A snake…long, dark, and deliberate, tracked me along the shoreline. Its tongue flicked, its eyes locked mine, daring me to look away. When it finally launched into the water, it wasn’t just a creature, it was a challenge. A mirror of fear, an embodiment of the things we’d rather avoid. I searched for a stick, anything to defend myself. Nothing. The serpent surged closer, fangs bared. One foot from my face…
I woke up.
Startled. Heart racing. Safe in bed. But the dream lingered.
Like a Culebra twisted tight, life knots itself around us: fear, temptation, brokenness, hidden things. Sometimes the current feels calm, and sometimes it carries serpents our way. The choice is never whether danger exists; it’s how we face it.
For me, the dream wasn’t about the jungle or the snake. It was about being willing to stare straight into the eyes of what hunts me and admit…I can’t do this on my own. That’s when you realize faith isn’t a dinghy on the bank, it’s the lifeline pulling you out of the water.
Now, I’m not usually one to lean into dream interpretation, but I did what most of us do…I Googled it. Turns out, staring down a snake means I’m staring down my fears. Facing challenges head-on. So I had to ask myself: What am I afraid of?
Brolo isn’t just an idea. It’s love poured into every groove, every ember, every connection. It’s immersive and analog, a throwback to when life slowed down and people lingered. But here I am, in uncharted waters, swimming toward purpose, and suddenly, there’s a challenger. Something that doesn’t want me to succeed. Not a clean, quick strike either, but a venom that seeps slow: draining belief, bleeding hope, suffocating vision.
Failure wouldn’t just be fangs in my cheek…it’d be the slow death of watching people see me fall short. But I’m not wired to quit. Fear is only perception. And perception, like smoke, can vanish in the wind.
Some call it a premonition.
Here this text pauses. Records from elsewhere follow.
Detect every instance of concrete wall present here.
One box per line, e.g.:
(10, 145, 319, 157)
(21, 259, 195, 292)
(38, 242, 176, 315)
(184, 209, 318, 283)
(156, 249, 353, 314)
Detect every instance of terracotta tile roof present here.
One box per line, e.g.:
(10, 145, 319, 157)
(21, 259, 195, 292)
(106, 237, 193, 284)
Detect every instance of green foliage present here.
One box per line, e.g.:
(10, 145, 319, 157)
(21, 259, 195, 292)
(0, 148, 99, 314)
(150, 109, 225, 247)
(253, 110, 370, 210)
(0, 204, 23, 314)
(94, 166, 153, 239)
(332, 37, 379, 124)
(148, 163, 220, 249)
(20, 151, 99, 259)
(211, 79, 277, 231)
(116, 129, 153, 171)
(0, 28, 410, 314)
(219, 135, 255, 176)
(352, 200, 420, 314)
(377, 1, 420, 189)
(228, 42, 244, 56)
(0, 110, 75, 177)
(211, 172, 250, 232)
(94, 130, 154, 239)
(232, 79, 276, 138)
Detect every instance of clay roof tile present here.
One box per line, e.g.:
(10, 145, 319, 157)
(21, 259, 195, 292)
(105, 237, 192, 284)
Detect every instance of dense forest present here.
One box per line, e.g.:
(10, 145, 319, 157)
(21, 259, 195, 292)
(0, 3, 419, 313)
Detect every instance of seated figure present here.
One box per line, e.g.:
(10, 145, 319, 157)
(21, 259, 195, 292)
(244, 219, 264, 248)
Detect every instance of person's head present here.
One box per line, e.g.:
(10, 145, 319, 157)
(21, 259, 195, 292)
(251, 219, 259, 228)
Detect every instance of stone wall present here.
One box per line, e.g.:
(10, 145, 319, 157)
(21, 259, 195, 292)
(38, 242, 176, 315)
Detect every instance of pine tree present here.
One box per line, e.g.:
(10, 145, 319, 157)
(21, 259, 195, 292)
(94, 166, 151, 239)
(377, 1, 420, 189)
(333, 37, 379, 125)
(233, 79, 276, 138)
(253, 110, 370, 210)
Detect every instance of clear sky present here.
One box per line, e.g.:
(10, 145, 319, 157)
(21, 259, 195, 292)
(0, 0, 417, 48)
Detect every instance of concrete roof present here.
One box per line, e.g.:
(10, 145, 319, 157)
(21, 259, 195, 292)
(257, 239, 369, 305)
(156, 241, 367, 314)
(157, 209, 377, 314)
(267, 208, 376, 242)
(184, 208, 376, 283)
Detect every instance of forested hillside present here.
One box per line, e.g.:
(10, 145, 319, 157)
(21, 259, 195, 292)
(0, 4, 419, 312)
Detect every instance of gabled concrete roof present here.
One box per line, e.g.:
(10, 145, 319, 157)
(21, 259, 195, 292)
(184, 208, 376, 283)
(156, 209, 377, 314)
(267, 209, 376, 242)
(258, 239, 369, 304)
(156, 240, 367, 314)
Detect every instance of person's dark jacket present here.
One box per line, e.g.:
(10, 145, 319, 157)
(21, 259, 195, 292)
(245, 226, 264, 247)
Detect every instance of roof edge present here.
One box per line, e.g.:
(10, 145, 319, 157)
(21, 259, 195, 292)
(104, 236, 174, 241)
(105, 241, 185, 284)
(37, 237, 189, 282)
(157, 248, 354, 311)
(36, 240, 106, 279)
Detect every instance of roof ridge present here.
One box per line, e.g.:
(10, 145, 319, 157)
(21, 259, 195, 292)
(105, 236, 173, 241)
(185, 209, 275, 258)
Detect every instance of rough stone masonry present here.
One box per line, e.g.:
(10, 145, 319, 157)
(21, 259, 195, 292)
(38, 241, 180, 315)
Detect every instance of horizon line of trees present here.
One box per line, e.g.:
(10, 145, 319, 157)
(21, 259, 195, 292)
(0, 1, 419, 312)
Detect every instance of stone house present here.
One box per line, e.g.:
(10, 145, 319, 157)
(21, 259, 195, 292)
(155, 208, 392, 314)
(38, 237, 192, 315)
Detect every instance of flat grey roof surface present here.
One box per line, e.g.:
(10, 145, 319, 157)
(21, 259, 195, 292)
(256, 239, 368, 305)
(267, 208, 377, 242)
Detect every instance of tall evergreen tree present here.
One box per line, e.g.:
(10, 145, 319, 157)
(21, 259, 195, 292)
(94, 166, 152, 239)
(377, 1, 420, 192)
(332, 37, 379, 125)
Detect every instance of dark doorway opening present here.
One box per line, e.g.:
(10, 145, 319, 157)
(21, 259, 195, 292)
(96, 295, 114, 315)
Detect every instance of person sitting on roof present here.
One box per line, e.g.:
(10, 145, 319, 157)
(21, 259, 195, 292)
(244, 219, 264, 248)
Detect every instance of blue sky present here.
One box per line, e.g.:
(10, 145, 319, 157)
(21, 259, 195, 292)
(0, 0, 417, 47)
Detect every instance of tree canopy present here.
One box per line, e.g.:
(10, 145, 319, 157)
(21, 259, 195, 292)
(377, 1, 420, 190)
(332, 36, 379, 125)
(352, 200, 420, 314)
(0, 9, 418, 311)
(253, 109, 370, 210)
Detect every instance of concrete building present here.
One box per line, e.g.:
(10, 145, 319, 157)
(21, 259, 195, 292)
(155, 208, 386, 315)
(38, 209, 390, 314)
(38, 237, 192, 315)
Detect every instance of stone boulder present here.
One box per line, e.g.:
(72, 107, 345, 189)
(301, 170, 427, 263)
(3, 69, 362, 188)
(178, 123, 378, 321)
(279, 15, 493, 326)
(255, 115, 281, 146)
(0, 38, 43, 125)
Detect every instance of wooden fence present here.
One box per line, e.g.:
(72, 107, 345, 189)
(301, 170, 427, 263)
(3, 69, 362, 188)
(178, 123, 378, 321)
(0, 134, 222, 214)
I call it opposition.
Because I’ve felt the enemy’s embrace. Fear disguised as comfort. Lies disguised as limits. The kind that pigeonholes men who forget they were created to be conquerors. But through Christ, I have a birthright. My place isn’t earned by hustle or grit…it’s anchored in the unearned grace of God.
Enemies don’t attack what they don’t see as a threat.
So here I stand. Living on a prayer, yes, but also living on conviction. Brolo isn’t just cigars. It’s guerrilla warfare. Spiritual combat in a velvet glove. A spark in the dark. A fire on the porch. A brotherhood that refuses to bow to fear.
Send the snakes. I will not back down. The anointing is upon me. Through cigars, I preach the good news: that connection heals, conversation restores, and community ignites.
Next week, I’ll be in Nicaragua, sitting at the tables, smoking blends for Brolo. And the questions keep circling in my head. What if they suck? What if they connect? What if I fail?
But the truth is…the journey matters more than the destination. Every leaf, every draw, every handshake is part of something bigger than a single cigar. Who knows who I’ll meet along the way? Each one carrying their own story, their own struggles. And deep down, whether they’d ever admit it or not, every one of us is in need of a Savior.
My role isn’t to control the outcome; it’s to carry the mantle. To pursue excellence in the craft, to steward this brand and this brotherhood with integrity, and to trust that what’s meant to be will fall into place.
Because maybe Brolo isn’t about finding the “perfect blend.” Maybe it’s about finding connection in the imperfections, the conversations that light up around the table, the people drawn together by smoke and story.